The trace ID propagates through Kotlin coroutines via the coroutine context. When a coroutine suspends and resumes on a different thread, the trace ID follows. No MDC hacks. No manual propagation. The micrometer-tracing library handles it, and every log line includes the trace ID automatically.
“The outbox is not just a delivery mechanism. It is an audit trail. Every event the system intended to publish is recorded, timestamped, and traceable.
Idempotency on the consumer side
The outbox guarantees at-least-once delivery. That means consumers will occasionally see the same message twice - after relay restarts, network retries, or Kafka rebalances.
Every consumer in our system is idempotent by design. The transaction state machine rejects transitions that have already occurred. If a "transaction approved" event arrives twice, the second one is a no-op because the transaction is already in the "approved" state. Logged, acknowledged, not processed.
For webhook delivery specifically: each webhook carries a unique event ID. The dispatcher tracks delivered event IDs. Duplicates are suppressed before they reach the merchant. Merchants who implement their own idempotency (checking the event ID) get a second layer of protection.
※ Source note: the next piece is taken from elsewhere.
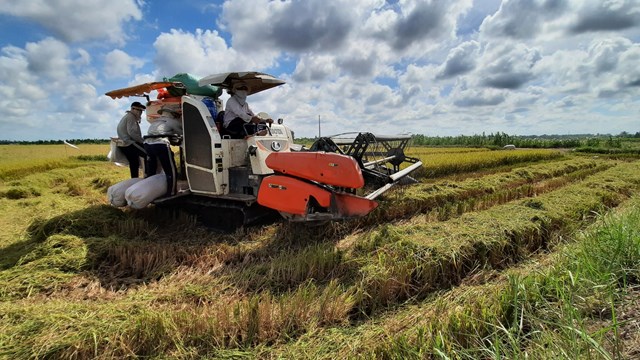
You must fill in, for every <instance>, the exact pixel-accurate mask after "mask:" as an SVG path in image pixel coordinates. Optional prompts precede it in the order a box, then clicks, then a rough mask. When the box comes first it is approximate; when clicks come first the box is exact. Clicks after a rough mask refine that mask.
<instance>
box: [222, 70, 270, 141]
mask: <svg viewBox="0 0 640 360" xmlns="http://www.w3.org/2000/svg"><path fill="white" fill-rule="evenodd" d="M249 92H250V88H249V86H248V85H247V84H246V83H245V82H243V81H238V82H236V83H234V84H233V88H231V90H230V92H229V93H230V94H231V97H230V98H229V100H227V105H226V107H225V109H224V110H225V111H224V123H223V126H224V128H225V129H226V131H227V132H228V133H230V134H231V137H232V138H234V139H242V138H244V135H245V124H258V123H260V122H262V121H266V122H267V123H273V120H271V119H261V118H259V117H257V116H255V114H254V113H253V111H252V110H251V108H250V107H249V104H248V103H247V95H248V94H249ZM254 129H255V127H251V128H249V129H247V130H249V131H248V132H247V135H251V134H253V132H254V131H255V130H254Z"/></svg>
Why not Change Data Capture?
Pattern Comparison
Transactional Outbox vs Change Data Capture (Debezium)
Transactional Outbox
CDC (Debezium)
Event Schema Control
You define the event shape
Selective Publishing
Choose which changes emit events
R2DBC Compatible
Works with reactive DB drivers
Operational Simplicity
No external infra dependency
Zero Application Changes
Reads directly from WAL
Captures All DB Mutations
Including direct SQL changes
Outbox
CDC
An alternative to the outbox relay is Change Data Capture (CDC) - reading the database transaction log (WAL in PostgreSQL) and publishing changes directly to Kafka. Tools like Debezium do this.
We considered CDC and chose the outbox approach for payment-specific reasons:
- Event schema control. CDC publishes raw database changes. The outbox publishes domain events with controlled schemas. Downstream consumers receive "transaction.approved" with a defined payload - not a database row diff.
- Selective publishing. Not every database write should become an event. The outbox lets us choose exactly which state transitions are published. CDC publishes everything or requires complex filtering.
- Operational simplicity. CDC adds infrastructure (Debezium, Kafka Connect, connector management). The outbox is a table and a coroutine. Less moving parts in a system where every moving part is a failure risk.
- R2DBC compatibility. CDC tools typically require access to the database replication stream, which adds operational complexity with R2DBC connection pools. The outbox works through the same R2DBC connection the application already uses.
The business case
Engineers understand why consistency matters. The business case is simpler: inconsistency costs money.
Every missing webhook is a support ticket. Every settlement mismatch is a manual investigation. Every phantom transaction is a potential dispute. At scale, these add up to full-time headcount dedicated to fixing data problems that should not exist.
The outbox pattern eliminates an entire category of operational issues. Not reduces. Eliminates. If the database committed it, the event will be published. If the database rolled it back, no event exists. The state of the database and the state of the event stream are always consistent.
For operators processing thousands of transactions per hour, this is the difference between a finance team that reconciles clean data and a finance team that spends every morning hunting for mismatches.
Consistency is not a feature. It is the foundation that everything else - settlements, webhooks, reporting, disputes - depends on. Without it, you are building on sand.